The phone line troubles Paula encountered have become the norm, Alfred said. During the pandemic, the state closed field offices and directed families to apply for shelter by phone. Program staff continue to instruct people to use the hotline.
“Pre-COVID, you could go into the office, and you could sit there all day,” Alfred said. “But at least if you were there with your suitcases and your kid, there is some way that DHCD understands that they need to deal with you.”
On the phone, she said, nobody sees you, and nobody has to deal with you.
The Department of Housing and Community Development reopened its field offices last year, but some open only on limited days. The offices and the hotline close in the evenings, and on weekends and holidays. As recently as mid-November, the state website still indicated that field offices were closed for in-person applications due to the pandemic. After receiving inquiries from WBUR, the state updated the site. But social service organizations report that their clients are routinely required to use the hotline.
DHCD declined interview requests, but a spokeswoman said it’s working to improve the system. She said the hotline received 8,000 calls last month, and the typical wait time is two or more hours.
“We see the state working very hard in an unprecedented crisis. But that hotline needs to be fixed.”Michael Moreshead
Phone calls are answered by 27 homeless coordinators, who split their time between field offices, answering calls to the hotline and responding to email referrals. The spokeswoman declined to say whether the state plans to increase staffing or make an online application available, as it has done with other housing assistance programs.
Alfred, of Greater Boston Legal Services, said delays in finding shelter can cause real problems.
Sometimes it means a family gets separated, for example when only one child can stay with a relative, and a sibling must go with a friend. Other times it means staying in an unheated basement or worse.

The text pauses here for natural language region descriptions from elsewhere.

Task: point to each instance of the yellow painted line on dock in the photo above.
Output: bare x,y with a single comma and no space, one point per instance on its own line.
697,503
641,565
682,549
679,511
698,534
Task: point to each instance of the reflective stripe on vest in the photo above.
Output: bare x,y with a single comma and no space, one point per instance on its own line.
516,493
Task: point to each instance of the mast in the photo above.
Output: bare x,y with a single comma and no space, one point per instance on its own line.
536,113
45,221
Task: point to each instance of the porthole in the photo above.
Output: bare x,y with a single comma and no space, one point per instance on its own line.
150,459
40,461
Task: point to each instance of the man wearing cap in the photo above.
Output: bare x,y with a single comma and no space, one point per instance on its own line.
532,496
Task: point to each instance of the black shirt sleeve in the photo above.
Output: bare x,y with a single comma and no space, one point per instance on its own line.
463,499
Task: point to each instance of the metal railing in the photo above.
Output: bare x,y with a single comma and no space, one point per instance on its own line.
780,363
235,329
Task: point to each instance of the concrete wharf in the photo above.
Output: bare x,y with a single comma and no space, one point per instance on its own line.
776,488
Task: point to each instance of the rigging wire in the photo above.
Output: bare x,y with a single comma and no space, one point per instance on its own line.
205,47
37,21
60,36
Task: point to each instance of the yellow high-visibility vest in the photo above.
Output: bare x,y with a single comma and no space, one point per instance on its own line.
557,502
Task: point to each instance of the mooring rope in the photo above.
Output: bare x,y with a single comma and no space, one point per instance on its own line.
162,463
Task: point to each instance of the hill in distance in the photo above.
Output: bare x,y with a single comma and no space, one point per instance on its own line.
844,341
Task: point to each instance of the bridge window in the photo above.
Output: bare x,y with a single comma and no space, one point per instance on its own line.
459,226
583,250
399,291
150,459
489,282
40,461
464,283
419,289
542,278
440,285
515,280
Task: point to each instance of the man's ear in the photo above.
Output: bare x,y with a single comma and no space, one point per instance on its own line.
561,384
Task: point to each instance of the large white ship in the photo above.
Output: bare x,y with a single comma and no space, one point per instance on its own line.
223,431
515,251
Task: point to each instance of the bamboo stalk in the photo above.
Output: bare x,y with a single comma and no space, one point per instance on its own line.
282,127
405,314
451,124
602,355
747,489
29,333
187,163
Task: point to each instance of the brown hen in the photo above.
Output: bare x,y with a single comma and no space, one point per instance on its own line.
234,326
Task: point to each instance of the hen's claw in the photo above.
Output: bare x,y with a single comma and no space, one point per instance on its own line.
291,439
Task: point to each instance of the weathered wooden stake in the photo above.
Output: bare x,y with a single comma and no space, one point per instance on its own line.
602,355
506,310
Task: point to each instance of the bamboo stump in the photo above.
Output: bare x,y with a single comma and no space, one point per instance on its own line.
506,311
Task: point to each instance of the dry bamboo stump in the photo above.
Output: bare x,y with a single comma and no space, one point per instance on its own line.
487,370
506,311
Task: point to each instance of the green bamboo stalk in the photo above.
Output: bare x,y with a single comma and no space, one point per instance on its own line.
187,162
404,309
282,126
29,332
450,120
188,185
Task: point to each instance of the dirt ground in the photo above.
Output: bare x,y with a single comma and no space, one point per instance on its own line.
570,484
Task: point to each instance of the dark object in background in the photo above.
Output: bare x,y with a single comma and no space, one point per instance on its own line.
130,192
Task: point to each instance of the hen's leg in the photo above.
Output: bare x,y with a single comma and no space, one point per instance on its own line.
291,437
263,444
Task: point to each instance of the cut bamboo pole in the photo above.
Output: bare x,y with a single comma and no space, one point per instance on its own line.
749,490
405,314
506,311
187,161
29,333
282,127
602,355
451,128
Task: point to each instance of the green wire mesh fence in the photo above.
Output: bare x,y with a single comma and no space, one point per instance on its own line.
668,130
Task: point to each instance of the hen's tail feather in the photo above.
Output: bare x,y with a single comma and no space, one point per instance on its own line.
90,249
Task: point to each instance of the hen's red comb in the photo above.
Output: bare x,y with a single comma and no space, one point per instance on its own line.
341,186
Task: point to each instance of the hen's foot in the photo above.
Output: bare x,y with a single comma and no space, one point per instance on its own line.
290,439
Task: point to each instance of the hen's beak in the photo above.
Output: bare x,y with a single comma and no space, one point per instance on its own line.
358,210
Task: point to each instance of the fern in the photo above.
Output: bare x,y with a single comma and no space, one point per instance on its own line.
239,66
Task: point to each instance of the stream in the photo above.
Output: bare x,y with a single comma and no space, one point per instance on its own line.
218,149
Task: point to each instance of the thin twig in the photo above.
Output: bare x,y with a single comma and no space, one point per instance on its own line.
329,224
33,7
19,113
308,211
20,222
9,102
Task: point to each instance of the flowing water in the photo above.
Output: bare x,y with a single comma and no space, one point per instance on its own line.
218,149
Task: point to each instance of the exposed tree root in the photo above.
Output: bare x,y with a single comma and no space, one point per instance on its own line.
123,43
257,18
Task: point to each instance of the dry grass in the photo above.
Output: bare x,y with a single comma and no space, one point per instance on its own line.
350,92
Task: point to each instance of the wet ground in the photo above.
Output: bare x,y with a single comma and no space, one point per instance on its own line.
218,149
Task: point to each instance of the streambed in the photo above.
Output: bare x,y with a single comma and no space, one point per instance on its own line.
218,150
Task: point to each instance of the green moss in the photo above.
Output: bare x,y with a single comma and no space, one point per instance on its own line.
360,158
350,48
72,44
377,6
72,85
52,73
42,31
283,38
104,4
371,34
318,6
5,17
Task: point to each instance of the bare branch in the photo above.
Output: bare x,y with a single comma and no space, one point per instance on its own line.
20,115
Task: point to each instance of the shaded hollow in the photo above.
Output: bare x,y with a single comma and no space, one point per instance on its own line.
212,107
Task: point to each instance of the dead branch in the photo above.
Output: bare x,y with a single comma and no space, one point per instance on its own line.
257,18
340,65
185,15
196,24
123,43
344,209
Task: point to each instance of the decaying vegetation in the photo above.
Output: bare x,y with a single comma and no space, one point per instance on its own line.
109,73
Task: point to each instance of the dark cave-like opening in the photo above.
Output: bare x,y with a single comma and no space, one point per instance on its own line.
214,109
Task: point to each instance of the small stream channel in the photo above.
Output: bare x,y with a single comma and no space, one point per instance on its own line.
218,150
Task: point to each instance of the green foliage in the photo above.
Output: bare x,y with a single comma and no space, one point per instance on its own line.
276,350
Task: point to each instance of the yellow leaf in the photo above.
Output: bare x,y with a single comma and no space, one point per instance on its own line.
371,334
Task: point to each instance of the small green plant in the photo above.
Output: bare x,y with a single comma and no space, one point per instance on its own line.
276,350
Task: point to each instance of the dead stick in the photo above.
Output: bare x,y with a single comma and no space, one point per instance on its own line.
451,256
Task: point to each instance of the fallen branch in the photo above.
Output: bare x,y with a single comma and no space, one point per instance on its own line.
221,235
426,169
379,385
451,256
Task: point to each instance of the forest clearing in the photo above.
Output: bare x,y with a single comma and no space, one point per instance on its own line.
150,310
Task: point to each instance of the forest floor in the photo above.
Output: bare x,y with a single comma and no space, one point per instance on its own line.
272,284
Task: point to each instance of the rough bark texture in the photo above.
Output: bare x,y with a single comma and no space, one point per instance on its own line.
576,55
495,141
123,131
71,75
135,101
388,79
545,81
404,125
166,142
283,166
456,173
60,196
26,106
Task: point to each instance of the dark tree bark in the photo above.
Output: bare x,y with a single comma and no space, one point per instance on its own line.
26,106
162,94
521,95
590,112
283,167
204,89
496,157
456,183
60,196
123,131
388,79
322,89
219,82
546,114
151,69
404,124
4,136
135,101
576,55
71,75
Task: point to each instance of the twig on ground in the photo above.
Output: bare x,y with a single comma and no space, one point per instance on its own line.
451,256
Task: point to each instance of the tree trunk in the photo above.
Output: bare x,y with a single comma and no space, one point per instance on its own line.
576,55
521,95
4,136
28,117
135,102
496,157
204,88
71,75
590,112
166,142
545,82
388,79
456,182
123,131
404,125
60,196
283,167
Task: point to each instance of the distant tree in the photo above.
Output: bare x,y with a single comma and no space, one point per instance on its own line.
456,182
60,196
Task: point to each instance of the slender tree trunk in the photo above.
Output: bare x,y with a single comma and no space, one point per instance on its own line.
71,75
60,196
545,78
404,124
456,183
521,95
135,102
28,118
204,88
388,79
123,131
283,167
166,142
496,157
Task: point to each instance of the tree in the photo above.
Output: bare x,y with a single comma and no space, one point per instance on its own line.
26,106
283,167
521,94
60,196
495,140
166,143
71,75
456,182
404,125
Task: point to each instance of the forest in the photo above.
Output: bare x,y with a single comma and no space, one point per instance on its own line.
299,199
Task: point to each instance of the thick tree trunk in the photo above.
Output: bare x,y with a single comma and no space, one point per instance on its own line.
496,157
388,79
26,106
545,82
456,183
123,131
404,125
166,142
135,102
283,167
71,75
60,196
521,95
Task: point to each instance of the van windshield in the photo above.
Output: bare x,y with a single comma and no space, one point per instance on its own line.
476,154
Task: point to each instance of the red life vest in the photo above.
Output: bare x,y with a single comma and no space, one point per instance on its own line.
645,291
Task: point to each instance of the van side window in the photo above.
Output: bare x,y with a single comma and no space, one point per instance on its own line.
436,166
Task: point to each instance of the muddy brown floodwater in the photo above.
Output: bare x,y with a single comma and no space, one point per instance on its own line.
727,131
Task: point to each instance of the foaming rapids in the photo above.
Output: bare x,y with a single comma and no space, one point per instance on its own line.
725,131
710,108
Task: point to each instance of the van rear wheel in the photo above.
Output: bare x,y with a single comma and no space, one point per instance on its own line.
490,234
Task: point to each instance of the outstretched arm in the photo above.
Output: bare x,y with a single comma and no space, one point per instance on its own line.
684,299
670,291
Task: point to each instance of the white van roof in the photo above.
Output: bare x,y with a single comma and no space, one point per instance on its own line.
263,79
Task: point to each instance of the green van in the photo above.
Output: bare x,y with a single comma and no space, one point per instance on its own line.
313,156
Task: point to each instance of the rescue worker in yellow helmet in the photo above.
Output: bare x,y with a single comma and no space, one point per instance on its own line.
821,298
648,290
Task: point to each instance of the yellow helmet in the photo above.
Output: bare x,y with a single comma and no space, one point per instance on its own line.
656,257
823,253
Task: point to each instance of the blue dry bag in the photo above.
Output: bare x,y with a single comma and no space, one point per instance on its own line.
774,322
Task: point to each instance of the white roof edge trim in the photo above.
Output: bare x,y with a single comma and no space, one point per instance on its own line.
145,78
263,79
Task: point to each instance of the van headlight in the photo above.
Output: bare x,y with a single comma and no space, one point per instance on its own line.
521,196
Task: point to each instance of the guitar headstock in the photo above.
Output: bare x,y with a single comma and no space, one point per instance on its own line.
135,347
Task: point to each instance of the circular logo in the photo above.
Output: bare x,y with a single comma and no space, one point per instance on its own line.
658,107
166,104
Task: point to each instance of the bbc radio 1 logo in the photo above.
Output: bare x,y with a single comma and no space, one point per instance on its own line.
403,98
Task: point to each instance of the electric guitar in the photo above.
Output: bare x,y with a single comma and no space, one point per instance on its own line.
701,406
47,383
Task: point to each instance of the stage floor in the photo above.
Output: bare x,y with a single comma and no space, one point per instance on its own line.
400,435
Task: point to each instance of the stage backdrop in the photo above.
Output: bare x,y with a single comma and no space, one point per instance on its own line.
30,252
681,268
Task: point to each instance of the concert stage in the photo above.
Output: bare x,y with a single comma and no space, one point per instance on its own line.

“I have had clients who went back to their abusers because they weren't able to access a shelter,” Alfred said.
Some nonprofits try to help families waiting to enter the state system, or those that don't qualify, by putting them up in hotel rooms.
“We have emergency short-term funds,” said Michael Moreshead, the assistant to the executive director at Friendly House in Worcester. “But those funds are tight. And we're worried about the winter, frankly.”
He said the lack of affordable housing is the worst he’s seen, and it’s pushing more families into homelessness. He said it’s hard for the system to keep up.
“We see the state working very hard in an unprecedented crisis,” Moreshead said. “But that hotline needs to be fixed.”
Recently, the state has provided shelter for more than 3,000 families each month, an increase from the same time last year. When Paula became one of them, she was impressed.
“It's amazing,” she said of the shelter. She and her daughter have their own room. They get diapers. There’s a playroom with books. On their first night, another mom offered to help them find groceries.
“She said, ‘Hey, I'll walk with you. I'll go with you and show you the shortcut,’ ” Paula recalled. The woman told Paula she didn’t have to go it alone.
That was a relief. But, Paula reflected, that’s true only if you can somehow make it past the hotline and get shelter.